Nepali Times
The National Anathema


It is when soldiers padlock the gates of the Supreme Court and threaten to expand their agitation until all their demands are met that we know we are heading Ass-first into the new loktantra.

Last week alone, the streets of the capital were simultaneously closed off by agitating teachers, agitated students, ex-servicemen from the Nepal Army, ex-Gurkhas of the British Army, the Condom Parade on World AIDS Day, the handicap rally on World Handicapped Day, a protest march by Maoist victims, and a counter march by Maoist victimisers. Tyres are in such great demand that there is now a dealership in Kalanki.

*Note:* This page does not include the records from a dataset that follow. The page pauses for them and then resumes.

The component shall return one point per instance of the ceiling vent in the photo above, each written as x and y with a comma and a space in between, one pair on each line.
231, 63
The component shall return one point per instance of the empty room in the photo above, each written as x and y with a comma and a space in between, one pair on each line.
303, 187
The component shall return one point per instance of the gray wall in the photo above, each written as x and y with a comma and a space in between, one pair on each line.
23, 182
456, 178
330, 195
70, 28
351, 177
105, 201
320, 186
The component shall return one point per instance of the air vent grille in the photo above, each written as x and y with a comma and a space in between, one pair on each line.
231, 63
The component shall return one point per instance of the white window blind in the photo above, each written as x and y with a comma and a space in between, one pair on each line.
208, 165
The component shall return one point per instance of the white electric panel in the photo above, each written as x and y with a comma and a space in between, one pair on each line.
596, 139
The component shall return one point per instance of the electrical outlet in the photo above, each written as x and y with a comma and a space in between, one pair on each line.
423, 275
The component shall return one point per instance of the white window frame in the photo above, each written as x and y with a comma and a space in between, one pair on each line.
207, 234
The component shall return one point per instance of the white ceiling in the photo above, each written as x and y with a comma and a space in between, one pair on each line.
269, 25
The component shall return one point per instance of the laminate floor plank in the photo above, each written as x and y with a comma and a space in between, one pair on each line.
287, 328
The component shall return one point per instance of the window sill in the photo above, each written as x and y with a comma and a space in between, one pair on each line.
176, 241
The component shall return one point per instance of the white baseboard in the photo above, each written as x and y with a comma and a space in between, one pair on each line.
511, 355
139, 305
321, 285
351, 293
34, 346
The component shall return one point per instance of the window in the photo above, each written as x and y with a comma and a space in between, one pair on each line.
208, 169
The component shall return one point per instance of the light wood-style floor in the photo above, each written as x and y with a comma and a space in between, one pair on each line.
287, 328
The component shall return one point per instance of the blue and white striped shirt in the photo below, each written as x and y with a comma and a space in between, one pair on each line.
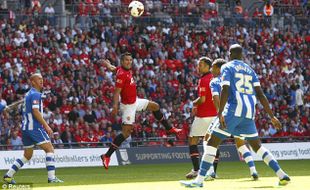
32, 100
241, 79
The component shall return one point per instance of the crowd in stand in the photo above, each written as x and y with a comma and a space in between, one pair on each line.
79, 90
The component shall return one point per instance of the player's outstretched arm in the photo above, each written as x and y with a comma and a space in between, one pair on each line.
108, 65
264, 101
13, 106
216, 102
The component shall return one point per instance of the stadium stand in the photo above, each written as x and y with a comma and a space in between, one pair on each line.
166, 45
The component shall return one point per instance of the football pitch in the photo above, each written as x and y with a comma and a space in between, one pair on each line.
232, 175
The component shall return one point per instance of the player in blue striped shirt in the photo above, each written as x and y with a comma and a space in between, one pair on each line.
240, 87
215, 86
35, 131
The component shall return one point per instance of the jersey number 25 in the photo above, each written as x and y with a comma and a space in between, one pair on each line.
244, 84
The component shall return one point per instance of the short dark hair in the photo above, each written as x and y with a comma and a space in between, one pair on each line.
206, 60
124, 55
219, 62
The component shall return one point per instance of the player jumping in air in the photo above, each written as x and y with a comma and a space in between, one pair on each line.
240, 88
204, 112
35, 131
126, 88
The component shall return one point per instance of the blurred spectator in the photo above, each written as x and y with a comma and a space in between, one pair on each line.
50, 14
16, 141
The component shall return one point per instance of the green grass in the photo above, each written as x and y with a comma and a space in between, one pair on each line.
156, 173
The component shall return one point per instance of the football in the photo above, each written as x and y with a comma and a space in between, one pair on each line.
136, 8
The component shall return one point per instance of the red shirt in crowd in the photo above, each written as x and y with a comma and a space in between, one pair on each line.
206, 109
126, 82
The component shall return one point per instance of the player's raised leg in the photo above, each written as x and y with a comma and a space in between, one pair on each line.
247, 156
119, 139
20, 162
194, 154
206, 162
154, 107
50, 162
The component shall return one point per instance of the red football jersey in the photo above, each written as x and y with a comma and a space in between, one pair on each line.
125, 81
206, 109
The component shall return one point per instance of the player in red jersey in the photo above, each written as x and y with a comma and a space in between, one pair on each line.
204, 111
125, 87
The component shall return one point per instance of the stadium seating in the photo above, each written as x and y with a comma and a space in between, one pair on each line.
165, 55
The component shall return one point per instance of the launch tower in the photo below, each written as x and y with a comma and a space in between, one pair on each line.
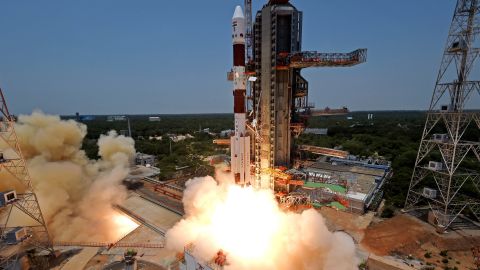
279, 92
441, 181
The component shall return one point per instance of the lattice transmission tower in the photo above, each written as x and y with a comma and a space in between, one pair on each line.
13, 162
446, 174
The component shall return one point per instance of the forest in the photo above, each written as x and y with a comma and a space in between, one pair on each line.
394, 135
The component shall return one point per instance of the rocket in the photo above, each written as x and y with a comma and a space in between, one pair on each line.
240, 141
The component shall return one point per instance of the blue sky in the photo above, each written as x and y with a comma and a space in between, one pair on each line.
150, 56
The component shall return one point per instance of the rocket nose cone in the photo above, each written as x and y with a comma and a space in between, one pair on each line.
238, 12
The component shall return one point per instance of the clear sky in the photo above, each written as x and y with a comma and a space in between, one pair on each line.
151, 56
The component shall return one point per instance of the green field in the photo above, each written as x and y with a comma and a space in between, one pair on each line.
394, 135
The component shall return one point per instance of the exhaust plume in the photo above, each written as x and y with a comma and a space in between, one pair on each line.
76, 194
254, 232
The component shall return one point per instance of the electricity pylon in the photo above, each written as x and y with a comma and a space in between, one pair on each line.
13, 162
440, 178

The sole intention of all these demonstrations of street power was to create awareness by bringing vehicular traffic to a standstill at the centre of political authority in the country which is a 500m radius around Singha Darbar. So, the Ass's free advice to all of you is to call 103 before heading out anywhere in the unforeseeable future. Or just take a walk.

The reason people spill out into the streets to be heard is because we have such a pathetic parliament building. The former nautch ghar of the Sri Tin Maharaj that looks like a cross between a Mormon church and a Tsar-era railway station is not befitting of the New Nepal. Imagine, there will be 450 MPs crammed like gundruk inside. And smelling like it too. Imagine the aroma of pheromones when one-third of the House raises the Red Salute, thus exposing their honourable sweaty armpits to all and sundry. We know that CCTVs have been installed so the Speaker can spy on interim MPs who are eclipsed by the fourth pillars of democracy inside the August House, but is that a way to run a National Legislature? We suggest moving parliament to BICC, or why not have it outdoors in the sun in the National Stadium?

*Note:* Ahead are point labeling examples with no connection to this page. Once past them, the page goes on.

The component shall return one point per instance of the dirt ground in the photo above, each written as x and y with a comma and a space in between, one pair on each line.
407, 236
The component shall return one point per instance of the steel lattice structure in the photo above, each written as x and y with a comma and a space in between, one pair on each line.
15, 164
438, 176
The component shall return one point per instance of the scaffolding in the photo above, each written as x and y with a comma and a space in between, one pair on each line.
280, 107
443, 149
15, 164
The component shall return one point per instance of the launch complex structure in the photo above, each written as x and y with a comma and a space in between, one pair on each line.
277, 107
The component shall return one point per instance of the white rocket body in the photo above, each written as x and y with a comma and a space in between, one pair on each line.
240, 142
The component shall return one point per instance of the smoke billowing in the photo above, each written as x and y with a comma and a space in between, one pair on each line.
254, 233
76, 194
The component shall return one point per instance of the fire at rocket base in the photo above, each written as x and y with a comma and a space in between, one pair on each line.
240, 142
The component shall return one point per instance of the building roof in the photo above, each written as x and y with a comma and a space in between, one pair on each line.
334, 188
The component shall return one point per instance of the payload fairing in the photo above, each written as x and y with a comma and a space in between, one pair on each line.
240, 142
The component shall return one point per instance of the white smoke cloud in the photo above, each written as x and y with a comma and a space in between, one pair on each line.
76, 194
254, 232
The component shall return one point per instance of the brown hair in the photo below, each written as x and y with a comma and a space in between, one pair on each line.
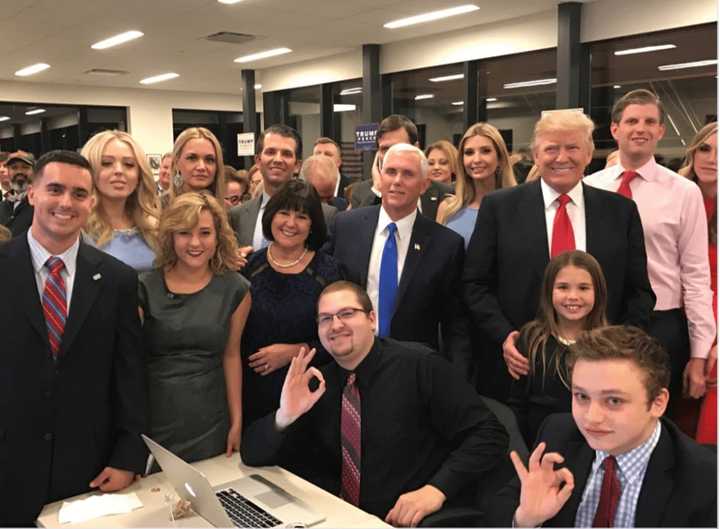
545, 324
184, 213
619, 342
636, 97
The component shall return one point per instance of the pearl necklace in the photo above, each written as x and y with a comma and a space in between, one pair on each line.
285, 265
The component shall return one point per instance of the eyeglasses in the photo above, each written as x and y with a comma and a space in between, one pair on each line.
343, 315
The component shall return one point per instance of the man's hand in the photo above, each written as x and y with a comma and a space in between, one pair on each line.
517, 364
272, 357
694, 378
112, 479
412, 507
543, 490
296, 397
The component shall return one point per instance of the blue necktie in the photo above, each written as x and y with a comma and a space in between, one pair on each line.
388, 281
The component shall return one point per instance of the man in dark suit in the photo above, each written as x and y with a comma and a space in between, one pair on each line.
392, 130
15, 211
424, 302
278, 150
72, 398
515, 236
622, 464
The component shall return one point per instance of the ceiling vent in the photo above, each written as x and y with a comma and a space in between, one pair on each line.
104, 72
230, 37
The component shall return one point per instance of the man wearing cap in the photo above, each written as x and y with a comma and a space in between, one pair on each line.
15, 211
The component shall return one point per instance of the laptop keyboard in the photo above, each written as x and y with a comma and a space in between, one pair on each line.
243, 512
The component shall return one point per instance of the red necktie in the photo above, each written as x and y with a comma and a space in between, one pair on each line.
609, 495
54, 302
350, 442
563, 235
624, 189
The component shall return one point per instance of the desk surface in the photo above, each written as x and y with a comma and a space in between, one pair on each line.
152, 491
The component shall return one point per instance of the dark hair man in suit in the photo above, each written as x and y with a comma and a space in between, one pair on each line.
72, 399
390, 427
392, 130
623, 465
421, 299
519, 229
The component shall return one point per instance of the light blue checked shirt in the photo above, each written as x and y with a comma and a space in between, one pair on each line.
631, 471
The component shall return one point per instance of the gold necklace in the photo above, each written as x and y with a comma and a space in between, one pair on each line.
285, 265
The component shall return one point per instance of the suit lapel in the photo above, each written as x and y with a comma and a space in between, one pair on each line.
86, 287
416, 249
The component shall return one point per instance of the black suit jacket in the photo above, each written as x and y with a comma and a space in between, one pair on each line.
428, 295
679, 488
17, 220
62, 422
363, 196
508, 253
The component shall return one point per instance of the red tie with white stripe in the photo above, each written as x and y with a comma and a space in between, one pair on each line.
54, 301
350, 442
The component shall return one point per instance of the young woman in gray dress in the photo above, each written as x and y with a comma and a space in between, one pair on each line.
194, 309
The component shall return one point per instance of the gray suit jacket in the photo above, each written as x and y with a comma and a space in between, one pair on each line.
244, 217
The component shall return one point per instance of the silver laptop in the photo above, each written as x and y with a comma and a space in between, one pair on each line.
251, 501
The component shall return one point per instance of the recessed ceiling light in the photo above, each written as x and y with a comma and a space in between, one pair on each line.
263, 55
646, 49
117, 39
429, 17
32, 70
159, 78
446, 78
523, 84
682, 66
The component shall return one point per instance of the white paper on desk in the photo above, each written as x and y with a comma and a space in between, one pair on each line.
98, 505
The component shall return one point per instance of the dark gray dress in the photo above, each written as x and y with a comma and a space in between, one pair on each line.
185, 337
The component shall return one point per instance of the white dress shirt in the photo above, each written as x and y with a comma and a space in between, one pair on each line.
40, 255
575, 209
402, 238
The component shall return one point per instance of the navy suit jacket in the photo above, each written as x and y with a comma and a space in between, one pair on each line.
62, 422
428, 297
679, 488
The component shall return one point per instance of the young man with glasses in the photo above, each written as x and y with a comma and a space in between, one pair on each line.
388, 426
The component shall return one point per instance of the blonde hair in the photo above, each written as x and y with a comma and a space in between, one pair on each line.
217, 188
464, 187
183, 213
142, 205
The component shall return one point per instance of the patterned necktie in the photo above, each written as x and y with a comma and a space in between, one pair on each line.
624, 188
350, 421
609, 495
54, 302
563, 235
388, 282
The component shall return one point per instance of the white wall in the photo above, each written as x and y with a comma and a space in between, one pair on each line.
149, 111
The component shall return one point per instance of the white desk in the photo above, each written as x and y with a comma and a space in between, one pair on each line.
155, 513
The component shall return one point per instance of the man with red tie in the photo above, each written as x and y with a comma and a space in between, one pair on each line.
390, 427
72, 397
519, 229
673, 217
615, 462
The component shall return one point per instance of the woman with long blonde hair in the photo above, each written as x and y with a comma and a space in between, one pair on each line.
484, 166
124, 220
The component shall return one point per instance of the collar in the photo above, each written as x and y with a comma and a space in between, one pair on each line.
632, 464
40, 255
646, 171
550, 195
404, 225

Ever since Comrade Dahal was thinking aloud last week about how Deb Gurung would make an excellent Speaker, the man has been rehearsing for the post by cracking the Whip. Deb sir should also take a crash course in monitoring security cameras because that is what he'll have to be doing most of the time to figure out which backbencher is hitting whom over the head with a microphone behind the pillar.

The national hue and cry over the proposed national anthem has got more column inches than any other subject in recent weeks, even more than Ian Martin's commutes to New York. Byacool Maila is probably ruing the day he submitted his lyrics because he's had to bear more public scrutiny than a candidate for the US presidency. Someone has dug up a preface he wrote for a book in which he sings undeserved praises for G Shah's poetic abilities, thus raising serious doubts about his loktantrik credentials. Looks like the Mailas get along like a house on fire, and that includes the enigmatic Maila Baje (

Otherwise the only thing we can really say about the poem is that it is pretty bland and glorifies the blood spilt in past wars. And some of the words are so awkward, one wonders how they will ever be set to music, even by Ambar Gurung. Speaking of whom why not just turn 'Naulakha tara udaye' (Maybe replace nau lakh with tin karod) into the anthem of not just a New Nepal, but a Greater Nepal?

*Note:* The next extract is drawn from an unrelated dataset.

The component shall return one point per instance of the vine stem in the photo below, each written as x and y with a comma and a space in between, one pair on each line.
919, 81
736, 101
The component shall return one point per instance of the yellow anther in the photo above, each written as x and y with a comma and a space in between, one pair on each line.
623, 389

The Ass hears James Moriarty was a hit when he spoke in Nepali with a twang in Pokhara last week. The ambassador seems to have put in a lot of work on his spoken Nepali, and even mastered such Sanskrit mantras as "shanti punarsthapana" and "balik matadhikar". Alas, the Ass's Pokhara informant couldn't figure out whether the ambassador was reading from Nepali or Romanised text. Either way, a well-deserved A-minus to the ambassador in his orals. Now for the written exam.